Cartas · Comportamento · Relatos Pessoais · saúde mental · Sem categoria

Bebidas Alcoólicas + Remédios | Relato Pessoal

Nota: eu NÃO sou psiquiatra, nem especialista, e só tenho para compartilhar as minhas próprias experiências com o assunto, de mais ninguém. Estava evitando ao máximo falar sobre isso, pelas inúmeras interpretações erradas que podem acontecer, mas várias leitoras do VNEL me pediram esse relato. Então aqui está. Por favor, não me xinguem nos comentários. A intenção é boa.

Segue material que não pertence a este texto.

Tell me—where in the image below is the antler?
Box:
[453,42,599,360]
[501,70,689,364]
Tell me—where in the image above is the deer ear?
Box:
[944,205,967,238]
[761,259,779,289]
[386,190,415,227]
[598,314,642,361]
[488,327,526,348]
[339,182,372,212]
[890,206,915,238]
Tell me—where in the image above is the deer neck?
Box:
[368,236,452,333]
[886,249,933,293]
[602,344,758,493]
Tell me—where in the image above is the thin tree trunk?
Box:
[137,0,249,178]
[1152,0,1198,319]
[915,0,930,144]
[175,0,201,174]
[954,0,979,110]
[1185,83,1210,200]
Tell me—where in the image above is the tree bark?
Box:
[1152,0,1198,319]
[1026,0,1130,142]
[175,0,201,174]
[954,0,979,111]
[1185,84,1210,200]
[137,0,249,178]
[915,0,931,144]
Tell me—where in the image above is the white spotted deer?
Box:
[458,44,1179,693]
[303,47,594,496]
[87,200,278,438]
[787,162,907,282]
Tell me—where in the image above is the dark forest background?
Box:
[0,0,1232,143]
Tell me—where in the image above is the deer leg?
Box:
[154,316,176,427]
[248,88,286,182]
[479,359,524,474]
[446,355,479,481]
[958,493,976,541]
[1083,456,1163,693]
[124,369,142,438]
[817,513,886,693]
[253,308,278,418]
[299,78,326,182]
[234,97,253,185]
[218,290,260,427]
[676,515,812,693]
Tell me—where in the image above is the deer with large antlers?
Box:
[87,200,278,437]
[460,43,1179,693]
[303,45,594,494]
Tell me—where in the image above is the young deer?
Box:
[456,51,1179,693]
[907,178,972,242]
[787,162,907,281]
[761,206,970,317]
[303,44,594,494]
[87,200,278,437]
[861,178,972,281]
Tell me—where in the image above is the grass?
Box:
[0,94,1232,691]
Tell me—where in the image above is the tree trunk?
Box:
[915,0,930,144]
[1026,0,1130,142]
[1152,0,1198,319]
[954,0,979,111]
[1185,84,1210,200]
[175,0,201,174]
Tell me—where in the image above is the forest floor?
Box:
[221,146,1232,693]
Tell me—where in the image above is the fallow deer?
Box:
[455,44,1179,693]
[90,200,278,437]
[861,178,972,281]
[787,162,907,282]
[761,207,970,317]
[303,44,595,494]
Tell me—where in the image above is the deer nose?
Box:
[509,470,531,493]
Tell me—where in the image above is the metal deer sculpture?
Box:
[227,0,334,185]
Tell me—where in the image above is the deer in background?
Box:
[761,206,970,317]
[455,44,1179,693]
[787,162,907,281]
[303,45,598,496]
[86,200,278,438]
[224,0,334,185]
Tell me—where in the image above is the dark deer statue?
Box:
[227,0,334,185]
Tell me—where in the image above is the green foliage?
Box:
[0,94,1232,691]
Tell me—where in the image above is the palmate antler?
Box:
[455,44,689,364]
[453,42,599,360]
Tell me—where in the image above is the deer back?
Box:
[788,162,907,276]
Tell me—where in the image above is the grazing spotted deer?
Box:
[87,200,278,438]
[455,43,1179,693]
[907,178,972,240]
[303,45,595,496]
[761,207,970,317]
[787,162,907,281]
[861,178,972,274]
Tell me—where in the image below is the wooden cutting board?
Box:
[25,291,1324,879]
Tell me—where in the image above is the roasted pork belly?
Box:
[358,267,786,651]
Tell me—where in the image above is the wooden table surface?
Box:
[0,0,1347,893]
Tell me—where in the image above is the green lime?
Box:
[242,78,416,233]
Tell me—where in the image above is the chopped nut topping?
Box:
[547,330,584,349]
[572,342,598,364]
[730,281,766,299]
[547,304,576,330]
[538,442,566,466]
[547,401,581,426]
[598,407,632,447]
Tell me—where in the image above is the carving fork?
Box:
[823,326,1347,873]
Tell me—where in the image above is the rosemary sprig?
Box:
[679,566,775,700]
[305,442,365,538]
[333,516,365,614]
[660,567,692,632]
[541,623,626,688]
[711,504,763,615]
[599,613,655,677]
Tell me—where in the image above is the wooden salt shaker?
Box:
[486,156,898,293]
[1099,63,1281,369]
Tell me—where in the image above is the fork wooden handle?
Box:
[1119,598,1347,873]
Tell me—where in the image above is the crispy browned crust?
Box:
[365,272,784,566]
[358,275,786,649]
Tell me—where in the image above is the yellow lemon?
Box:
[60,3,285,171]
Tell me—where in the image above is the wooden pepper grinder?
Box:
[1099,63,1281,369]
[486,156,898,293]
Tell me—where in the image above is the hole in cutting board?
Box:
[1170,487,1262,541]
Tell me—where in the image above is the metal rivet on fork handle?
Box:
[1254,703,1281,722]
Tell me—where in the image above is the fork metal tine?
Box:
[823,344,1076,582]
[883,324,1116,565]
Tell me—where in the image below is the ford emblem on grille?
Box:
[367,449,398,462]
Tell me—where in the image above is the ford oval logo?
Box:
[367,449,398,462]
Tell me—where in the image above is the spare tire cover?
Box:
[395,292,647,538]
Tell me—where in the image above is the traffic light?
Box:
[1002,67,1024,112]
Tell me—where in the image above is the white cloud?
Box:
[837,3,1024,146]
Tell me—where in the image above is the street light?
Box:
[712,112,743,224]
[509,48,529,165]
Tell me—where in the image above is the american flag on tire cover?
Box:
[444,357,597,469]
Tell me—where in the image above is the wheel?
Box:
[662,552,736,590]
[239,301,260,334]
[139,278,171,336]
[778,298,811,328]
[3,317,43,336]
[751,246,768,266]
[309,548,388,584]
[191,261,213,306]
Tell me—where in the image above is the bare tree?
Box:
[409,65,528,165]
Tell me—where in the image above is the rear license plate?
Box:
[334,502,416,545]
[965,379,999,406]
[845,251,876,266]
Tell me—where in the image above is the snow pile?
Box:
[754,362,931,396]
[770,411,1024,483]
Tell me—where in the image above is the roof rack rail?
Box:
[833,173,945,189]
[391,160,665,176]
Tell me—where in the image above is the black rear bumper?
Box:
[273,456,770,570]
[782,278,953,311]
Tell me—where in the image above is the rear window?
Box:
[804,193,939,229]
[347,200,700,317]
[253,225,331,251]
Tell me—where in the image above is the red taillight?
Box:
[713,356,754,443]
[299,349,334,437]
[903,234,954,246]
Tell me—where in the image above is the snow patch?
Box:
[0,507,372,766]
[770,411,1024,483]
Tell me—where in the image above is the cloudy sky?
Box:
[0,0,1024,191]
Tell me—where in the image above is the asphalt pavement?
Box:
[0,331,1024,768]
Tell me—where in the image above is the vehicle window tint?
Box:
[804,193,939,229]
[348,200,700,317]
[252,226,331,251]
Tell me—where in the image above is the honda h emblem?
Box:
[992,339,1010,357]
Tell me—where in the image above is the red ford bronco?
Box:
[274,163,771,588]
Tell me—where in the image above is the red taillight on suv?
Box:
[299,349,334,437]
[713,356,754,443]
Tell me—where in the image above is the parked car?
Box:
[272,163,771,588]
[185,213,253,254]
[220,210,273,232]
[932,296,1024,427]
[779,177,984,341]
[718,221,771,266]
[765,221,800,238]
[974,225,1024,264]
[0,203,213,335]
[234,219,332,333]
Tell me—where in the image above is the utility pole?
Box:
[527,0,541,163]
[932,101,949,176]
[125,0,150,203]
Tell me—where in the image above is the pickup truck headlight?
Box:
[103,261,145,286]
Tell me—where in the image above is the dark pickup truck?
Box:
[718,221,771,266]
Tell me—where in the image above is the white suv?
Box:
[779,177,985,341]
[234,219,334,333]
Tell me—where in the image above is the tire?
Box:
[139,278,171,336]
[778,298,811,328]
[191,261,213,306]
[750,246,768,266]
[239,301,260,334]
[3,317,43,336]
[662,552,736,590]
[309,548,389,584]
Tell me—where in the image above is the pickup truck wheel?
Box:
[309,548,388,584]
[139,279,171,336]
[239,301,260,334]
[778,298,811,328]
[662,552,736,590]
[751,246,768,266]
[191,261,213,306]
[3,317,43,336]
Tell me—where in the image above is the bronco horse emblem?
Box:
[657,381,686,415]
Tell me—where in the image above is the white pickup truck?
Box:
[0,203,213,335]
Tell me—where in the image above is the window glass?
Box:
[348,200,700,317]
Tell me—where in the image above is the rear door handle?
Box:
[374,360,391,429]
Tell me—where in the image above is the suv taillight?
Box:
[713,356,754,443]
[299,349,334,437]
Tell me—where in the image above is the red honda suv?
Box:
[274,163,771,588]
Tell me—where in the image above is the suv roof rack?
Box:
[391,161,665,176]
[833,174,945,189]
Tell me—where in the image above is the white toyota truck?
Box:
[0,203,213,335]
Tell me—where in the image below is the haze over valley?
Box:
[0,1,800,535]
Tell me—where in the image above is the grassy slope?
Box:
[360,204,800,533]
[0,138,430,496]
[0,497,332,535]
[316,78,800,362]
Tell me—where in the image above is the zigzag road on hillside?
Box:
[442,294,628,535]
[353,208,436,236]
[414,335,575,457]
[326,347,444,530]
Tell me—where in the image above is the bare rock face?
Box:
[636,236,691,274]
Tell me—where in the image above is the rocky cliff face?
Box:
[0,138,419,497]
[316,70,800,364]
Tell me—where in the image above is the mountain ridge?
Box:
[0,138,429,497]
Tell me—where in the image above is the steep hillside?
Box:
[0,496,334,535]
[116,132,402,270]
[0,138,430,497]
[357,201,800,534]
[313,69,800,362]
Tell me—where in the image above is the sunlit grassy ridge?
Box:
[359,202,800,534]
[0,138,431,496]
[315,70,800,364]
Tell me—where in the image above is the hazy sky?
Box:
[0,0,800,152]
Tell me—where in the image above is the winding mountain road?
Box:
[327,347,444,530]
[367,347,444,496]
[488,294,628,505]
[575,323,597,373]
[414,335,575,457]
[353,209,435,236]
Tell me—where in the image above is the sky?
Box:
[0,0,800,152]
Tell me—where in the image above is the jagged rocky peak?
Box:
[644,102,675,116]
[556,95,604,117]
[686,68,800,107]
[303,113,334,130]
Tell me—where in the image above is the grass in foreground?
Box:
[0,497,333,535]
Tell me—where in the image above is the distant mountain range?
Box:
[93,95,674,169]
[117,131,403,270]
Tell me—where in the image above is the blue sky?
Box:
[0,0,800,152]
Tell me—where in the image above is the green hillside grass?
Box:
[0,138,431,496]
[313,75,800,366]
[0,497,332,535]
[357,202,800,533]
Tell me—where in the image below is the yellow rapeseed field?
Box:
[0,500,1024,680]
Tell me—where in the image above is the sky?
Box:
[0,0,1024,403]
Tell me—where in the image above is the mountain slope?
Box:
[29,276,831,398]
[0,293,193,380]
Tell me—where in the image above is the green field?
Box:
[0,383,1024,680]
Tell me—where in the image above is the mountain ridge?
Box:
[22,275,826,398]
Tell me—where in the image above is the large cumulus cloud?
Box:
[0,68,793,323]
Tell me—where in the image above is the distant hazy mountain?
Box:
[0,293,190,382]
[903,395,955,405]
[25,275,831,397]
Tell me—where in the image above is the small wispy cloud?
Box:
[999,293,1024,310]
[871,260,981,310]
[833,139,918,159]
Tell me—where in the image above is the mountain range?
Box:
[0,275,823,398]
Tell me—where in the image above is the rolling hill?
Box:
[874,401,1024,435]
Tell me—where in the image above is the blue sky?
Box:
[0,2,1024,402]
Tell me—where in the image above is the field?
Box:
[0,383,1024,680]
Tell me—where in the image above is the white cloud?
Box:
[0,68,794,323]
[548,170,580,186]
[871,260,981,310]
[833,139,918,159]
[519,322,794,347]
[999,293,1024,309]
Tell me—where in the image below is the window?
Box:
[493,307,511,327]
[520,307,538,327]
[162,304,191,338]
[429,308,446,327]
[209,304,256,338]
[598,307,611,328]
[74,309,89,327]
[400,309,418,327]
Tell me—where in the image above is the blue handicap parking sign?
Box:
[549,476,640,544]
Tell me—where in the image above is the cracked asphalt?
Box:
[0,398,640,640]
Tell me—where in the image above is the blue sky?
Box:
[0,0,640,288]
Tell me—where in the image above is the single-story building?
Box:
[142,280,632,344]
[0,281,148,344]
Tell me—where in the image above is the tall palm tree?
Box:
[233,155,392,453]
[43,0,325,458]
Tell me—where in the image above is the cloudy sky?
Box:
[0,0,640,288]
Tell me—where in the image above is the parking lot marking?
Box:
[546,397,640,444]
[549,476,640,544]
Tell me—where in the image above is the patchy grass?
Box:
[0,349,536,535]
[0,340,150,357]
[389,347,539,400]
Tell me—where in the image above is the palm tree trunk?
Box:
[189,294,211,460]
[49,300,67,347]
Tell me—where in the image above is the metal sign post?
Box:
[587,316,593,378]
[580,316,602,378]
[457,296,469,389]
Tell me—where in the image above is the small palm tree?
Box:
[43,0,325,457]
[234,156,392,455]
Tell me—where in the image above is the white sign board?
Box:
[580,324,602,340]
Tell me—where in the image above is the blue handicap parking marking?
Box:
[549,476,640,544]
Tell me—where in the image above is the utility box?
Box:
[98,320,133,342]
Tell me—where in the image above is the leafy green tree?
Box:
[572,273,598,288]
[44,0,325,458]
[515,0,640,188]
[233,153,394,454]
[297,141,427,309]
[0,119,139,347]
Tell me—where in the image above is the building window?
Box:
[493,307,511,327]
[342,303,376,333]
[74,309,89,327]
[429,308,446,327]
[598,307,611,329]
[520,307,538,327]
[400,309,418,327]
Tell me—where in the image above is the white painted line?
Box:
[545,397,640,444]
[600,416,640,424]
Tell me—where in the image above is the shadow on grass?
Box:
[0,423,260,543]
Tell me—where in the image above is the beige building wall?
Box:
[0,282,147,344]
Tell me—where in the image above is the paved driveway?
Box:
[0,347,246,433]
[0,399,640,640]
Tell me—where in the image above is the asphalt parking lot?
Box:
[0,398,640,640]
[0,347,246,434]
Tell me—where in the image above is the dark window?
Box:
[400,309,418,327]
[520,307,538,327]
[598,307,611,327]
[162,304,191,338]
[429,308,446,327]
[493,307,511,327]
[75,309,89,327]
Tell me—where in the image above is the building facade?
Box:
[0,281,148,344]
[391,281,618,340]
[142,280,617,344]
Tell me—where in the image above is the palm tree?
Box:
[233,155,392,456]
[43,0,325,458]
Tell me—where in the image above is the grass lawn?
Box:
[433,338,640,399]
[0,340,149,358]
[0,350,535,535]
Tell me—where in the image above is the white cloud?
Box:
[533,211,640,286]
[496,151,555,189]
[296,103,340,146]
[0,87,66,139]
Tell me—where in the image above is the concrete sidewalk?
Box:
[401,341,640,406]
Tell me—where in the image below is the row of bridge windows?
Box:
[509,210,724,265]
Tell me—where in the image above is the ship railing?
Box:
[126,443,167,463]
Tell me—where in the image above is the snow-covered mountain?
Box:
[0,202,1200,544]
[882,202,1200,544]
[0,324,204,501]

Sempre gostei de bebidas alcoólicas. Aliás, sempre gostei de anestesias, remédios para indução do sono e etc. Gosto da sensação de estar meio fora de órbita, gosto do relaxamento, e não quero ficar justificando e enumerando o que me faz gostar, porque no fim das contas acho que simplesmente gosto porque gosto. Minha mãe diz que eu tenho tendência ao alcoolismo, mas nunca pensei o suficiente a respeito dessa hipótese. Eu só curto. E quando me descobri depressiva, em 2014, e comecei com os medicamentos ansiolíticos, me vi apaixonada por quase qualquer válvula de escape da realidade direta.

image1

Meu primeiro medicamento foi a Duloxetina, manipulado, receitado por um médico lixo. Tomei por pouco tempo, mas nesse pouco tempo fui a uma festa. Bebi, chorei, vomitei, surtei, briguei com toda a minha família quando cheguei em casa, saí batendo a porta e fui dormir na cama da minha avó, com ela, no apartamento de baixo. Era o começo do meu segundo ano na faculdade, e o primeiro havia sido regado a open-bar e happy hour sem que nada parecido chegasse sequer perto de acontecer. Foi, sim, meu primeiro porre durante a medicação, mas também foi meu primeiro porre deprimida e profundamente triste. Não sei até que ponto um ou outro fato foi responsável pela explosão, não sei se foi uma mistura dos dois.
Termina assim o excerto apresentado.